If analysts are correct on expectations of the future, STX will most likely have a harder time due to its higher leverage. However, I wouldn't be too concerned, in FY 2012 operating earnings were 12.90x interest. Even according to analysts' dire expectations of the future STX should make enough to cover the interest charge with a wide margin.
It's doubtful that WDC and STX will have as bad a future as S&P analysts suggest. In fact the "fair value" given to WDC by S&P analysts is $69, 18% higher than its current price, even as they give a "sell" rating on the stock. This is because they see the stock declining over the next 12 months. However, over the long-term they feel that the stock is worth more than it's currently selling at
It should also be noted that during a WDC conference on Wednesday April 24, 2013, management mentioned:
"Over the last 5 years, the revenue contribution of our non-PC related business has grown from 35%, in fiscal year '08 and is projected to account for more than 50% of our revenue in fiscal year '13. As a reminder, our monthly fee-related business is comprised of our branded products, consumer electronics and enterprise business, which includes SSDs." (Seeking Alpha Transcripts)
Although I don't know what percentage of STX's revenue came from non-PC related business, I would not be surprised if it was in line with WDC's. However, it is clear that both companies are taking steps to move away from PCs.

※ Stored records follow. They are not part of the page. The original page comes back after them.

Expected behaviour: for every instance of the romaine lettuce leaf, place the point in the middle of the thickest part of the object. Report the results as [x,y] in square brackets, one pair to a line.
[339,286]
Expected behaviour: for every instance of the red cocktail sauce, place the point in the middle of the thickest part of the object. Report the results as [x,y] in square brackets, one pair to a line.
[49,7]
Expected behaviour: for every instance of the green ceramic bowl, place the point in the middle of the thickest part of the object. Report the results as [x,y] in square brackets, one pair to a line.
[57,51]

For the aforementioned reasons, I think it's reasonable to value these companies at an enterprise value of 10 times EBIT. When calculating this figure, it is preferable to use average earnings of, say, the last 5 years. This includes the recession years, which should give us an idea of how to value these shares in an economic downturn, especially STX. We will also base values on EV, which means that 10 times EBIT will equal a hypothetical EV that we would be willing to pay. Based on this EV, we will be able to calculate backwards to what we think the equity of the company is worth. However, since both companies have made major acquisitions that greatly impact their businesses, an average of the last 5 years may not be a great indicator of what the future earnings power of either company may be. Therefore, we will also take FY 2012's earnings and use a multiple of 8. We can then use the average of these two valuations to come to a conclusion about what we think the shares are worth.
To do this calculation we will take the hypothetical EV (EBIT x 10) and add back in the excess cash and deduct the value of the companies' debt and be left with an amount that we feel is what the equity is worth. We then divide this by the amount of shares currently outstanding, arriving at the price per share that we would be willing to pay.
While the above calculation tells us what the shares of each company are worth at this time, Benjamin Graham warns us that we must always add in a "margin-of-safety." As such, investors should only be willing to buy these stocks at prices lower than the amount we calculated above.
Therefore, although both stocks are currently priced with low P/E ratios, investors should realize that they are not getting a bargain or as deep a discount as they may think. Although I do think that these stocks will do well over the long-term, they do not seem priced low enough for an investor that is looking for value.